Peristiwa ini pertama kali terungkap pada 11–12 April 2026, ketika sebuah akun di media sosial X mengunggah tangkapan layar percakapan grup chat mahasiswa FH UI. Dalam unggahan tersebut, terlihat sejumlah percakapan yang mengandung unsur pelecehan seksual verbal, termasuk objektifikasi tubuh perempuan dan komentar tidak senonoh terhadap mahasiswi maupun dosen.
Unggahan itu dengan cepat menjadi viral dan menyedot perhatian publik. Dalam waktu singkat, diskusi meluas tidak hanya di kalangan mahasiswa, tetapi juga masyarakat umum yang menilai isi percakapan tersebut melanggar norma dan etika.
Dari hasil penelusuran awal, percakapan tersebut melibatkan sekitar 16 mahasiswa FH UI. Isi obrolan diduga tidak hanya bersifat candaan, tetapi telah mengarah pada pelecehan seksual verbal yang sistematis dalam ruang digital.
Kasus ini kemudian semakin terbuka setelah muncul dinamika di internal mahasiswa.
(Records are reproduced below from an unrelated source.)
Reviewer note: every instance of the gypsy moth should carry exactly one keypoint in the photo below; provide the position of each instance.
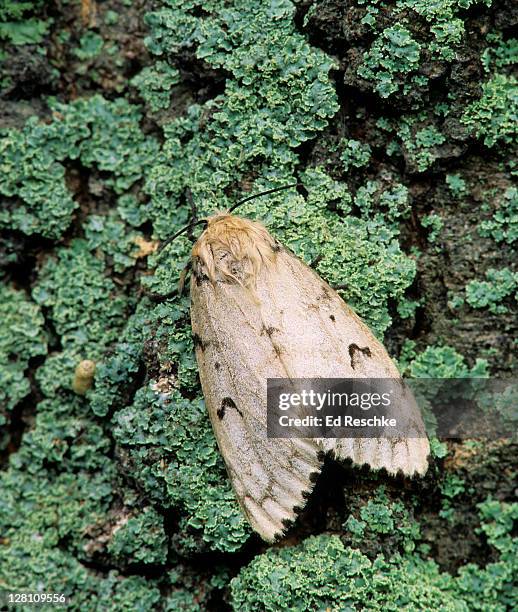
(259, 312)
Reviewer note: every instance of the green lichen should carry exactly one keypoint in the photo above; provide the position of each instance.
(154, 84)
(392, 56)
(140, 538)
(441, 362)
(435, 224)
(22, 338)
(456, 184)
(494, 117)
(20, 23)
(416, 138)
(321, 573)
(85, 308)
(498, 286)
(90, 46)
(98, 132)
(503, 225)
(355, 154)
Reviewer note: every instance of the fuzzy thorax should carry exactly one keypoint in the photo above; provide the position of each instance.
(232, 249)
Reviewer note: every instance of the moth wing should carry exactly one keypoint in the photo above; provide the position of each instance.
(271, 477)
(319, 336)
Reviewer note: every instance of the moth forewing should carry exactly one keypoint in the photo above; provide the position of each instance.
(259, 312)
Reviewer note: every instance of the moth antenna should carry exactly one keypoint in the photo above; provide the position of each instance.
(261, 193)
(179, 233)
(190, 226)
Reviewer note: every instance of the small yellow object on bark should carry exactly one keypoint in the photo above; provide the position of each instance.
(83, 376)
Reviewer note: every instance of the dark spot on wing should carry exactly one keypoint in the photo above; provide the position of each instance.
(199, 276)
(277, 349)
(227, 402)
(269, 331)
(354, 349)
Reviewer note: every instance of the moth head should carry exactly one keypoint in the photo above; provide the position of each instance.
(233, 250)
Sejumlah terduga pelaku disebut sempat menyampaikan permintaan maaf di lingkungan internal sebelum akhirnya percakapan tersebut tersebar ke publik.
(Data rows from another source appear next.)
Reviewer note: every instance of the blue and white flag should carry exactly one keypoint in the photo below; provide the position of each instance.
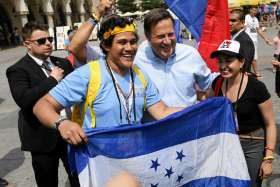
(195, 147)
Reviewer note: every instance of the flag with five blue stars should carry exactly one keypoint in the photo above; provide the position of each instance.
(194, 147)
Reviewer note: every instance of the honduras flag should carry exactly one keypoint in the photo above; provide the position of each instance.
(208, 22)
(194, 147)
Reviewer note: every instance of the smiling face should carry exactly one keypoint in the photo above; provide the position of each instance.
(229, 66)
(235, 23)
(42, 51)
(121, 53)
(163, 39)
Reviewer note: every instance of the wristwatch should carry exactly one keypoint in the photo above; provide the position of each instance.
(93, 20)
(59, 121)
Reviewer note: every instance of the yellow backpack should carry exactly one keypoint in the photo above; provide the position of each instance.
(93, 90)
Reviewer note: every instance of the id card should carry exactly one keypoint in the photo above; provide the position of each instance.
(236, 121)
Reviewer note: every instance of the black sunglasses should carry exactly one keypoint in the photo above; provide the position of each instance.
(42, 41)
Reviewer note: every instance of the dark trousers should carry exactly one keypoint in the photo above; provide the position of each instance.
(254, 153)
(45, 166)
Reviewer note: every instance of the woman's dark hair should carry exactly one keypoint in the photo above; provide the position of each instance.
(153, 17)
(109, 24)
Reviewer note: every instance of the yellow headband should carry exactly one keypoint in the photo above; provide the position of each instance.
(128, 28)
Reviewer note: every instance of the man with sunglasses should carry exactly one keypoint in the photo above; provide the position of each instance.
(30, 79)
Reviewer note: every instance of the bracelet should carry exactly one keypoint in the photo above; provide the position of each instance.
(269, 148)
(95, 17)
(268, 158)
(59, 121)
(92, 20)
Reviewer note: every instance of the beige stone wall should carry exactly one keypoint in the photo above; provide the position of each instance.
(51, 12)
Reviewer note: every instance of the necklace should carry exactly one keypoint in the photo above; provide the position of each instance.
(127, 101)
(238, 92)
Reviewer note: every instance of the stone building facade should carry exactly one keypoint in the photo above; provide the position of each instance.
(15, 13)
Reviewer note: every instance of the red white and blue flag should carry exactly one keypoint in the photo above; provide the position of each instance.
(196, 147)
(208, 22)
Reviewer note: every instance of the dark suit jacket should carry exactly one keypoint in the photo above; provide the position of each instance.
(248, 45)
(28, 83)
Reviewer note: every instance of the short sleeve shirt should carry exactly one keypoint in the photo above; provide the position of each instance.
(73, 89)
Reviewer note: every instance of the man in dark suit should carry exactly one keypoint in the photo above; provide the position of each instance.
(30, 79)
(237, 19)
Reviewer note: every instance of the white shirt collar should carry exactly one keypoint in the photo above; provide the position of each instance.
(37, 60)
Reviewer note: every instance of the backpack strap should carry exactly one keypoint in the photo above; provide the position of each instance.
(143, 81)
(92, 92)
(218, 85)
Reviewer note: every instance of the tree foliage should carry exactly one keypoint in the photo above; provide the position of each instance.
(127, 6)
(150, 4)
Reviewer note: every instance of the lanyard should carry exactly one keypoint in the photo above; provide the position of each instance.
(125, 100)
(238, 93)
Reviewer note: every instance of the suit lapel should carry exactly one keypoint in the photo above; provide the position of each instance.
(34, 67)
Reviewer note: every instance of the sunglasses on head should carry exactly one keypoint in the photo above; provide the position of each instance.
(42, 41)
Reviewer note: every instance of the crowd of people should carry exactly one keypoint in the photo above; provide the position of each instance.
(120, 83)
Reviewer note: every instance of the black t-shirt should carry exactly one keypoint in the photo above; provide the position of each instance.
(248, 113)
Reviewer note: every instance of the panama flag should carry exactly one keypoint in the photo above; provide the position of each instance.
(208, 22)
(194, 147)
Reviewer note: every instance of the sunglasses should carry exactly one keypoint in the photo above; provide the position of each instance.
(42, 41)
Badan Eksekutif Mahasiswa (BEM) UI mengecam keras tindakan tersebut. Mereka menilai perilaku tersebut menciptakan rasa tidak aman di lingkungan kampus serta mencederai nilai-nilai yang seharusnya dijunjung oleh mahasiswa hukum.
Menanggapi hal ini, pihak Fakultas Hukum UI menyatakan telah menerima laporan resmi pada 12 April 2026 dan segera melakukan langkah investigasi. Fakultas bersama universitas kemudian mengaktifkan Satuan Tugas Pencegahan dan Penanganan Kekerasan Seksual (Satgas PPKS) untuk menelusuri kasus tersebut secara menyeluruh.
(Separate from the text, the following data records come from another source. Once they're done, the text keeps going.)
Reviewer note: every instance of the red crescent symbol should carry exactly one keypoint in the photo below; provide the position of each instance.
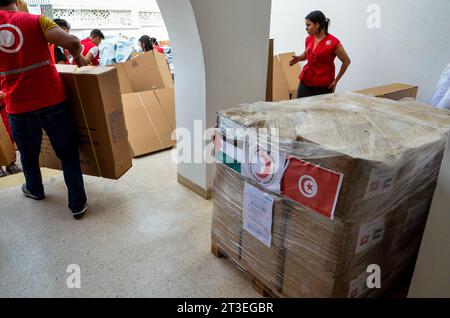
(267, 164)
(16, 43)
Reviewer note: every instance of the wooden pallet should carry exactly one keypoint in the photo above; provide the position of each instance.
(259, 286)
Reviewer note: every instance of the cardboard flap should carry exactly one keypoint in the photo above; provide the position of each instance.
(142, 135)
(148, 127)
(292, 73)
(143, 73)
(166, 98)
(387, 89)
(280, 85)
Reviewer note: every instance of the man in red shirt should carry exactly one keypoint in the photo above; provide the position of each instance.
(35, 98)
(321, 48)
(90, 47)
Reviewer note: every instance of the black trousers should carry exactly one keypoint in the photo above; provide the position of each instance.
(307, 91)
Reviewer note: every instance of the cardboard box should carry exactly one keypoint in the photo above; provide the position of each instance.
(166, 98)
(291, 73)
(98, 113)
(150, 123)
(136, 54)
(392, 91)
(125, 85)
(7, 153)
(145, 72)
(285, 77)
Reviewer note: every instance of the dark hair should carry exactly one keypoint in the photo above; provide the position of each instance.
(4, 3)
(146, 42)
(155, 41)
(97, 32)
(62, 23)
(319, 17)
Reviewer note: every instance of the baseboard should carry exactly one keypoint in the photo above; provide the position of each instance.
(205, 194)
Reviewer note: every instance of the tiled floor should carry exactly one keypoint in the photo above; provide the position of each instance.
(144, 236)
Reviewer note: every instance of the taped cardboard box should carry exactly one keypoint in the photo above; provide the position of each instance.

Proses penanganan dilakukan dengan pendekatan berperspektif korban, dengan menekankan prinsip kehati-hatian, kerahasiaan, dan keadilan.
Seiring perkembangan, Satgas PPKS UI merekomendasikan langkah tegas berupa pembekuan sementara terhadap mahasiswa yang terlibat, termasuk pembatasan aktivitas akademik selama proses berjalan.
Kasus ini juga mendapat perhatian dari pemerintah. Menteri Pemberdayaan Perempuan dan Perlindungan Anak mengecam keras tindakan tersebut dan menilai bahwa pelecehan, termasuk yang terjadi di ruang digital, dapat merusak rasa aman di lingkungan pendidikan.
Di tingkat legislatif, DPR mendorong agar penanganan kasus ini tidak berhenti pada sanksi etik, tetapi juga mempertimbangkan penerapan hukum yang lebih tegas sesuai Undang-Undang Tindak Pidana Kekerasan Seksual (TPKS).
Sementara itu, Universitas Indonesia bersama Kementerian PPPA menyatakan akan mengawal proses penanganan kasus agar berjalan transparan dan memberikan perlindungan kepada korban.
Belakangan, terungkap bahwa praktik serupa diduga telah berlangsung sejak tahun sebelumnya dan baru mencuat setelah bukti percakapan tersebar luas.
Hingga kini, proses investigasi masih berlangsung. Kasus ini menjadi sorotan nasional sekaligus pengingat bahwa kekerasan seksual tidak hanya terjadi secara fisik, tetapi juga dapat hadir dalam bentuk verbal di ruang digital, yang dampaknya sama seriusnya terhadap korban.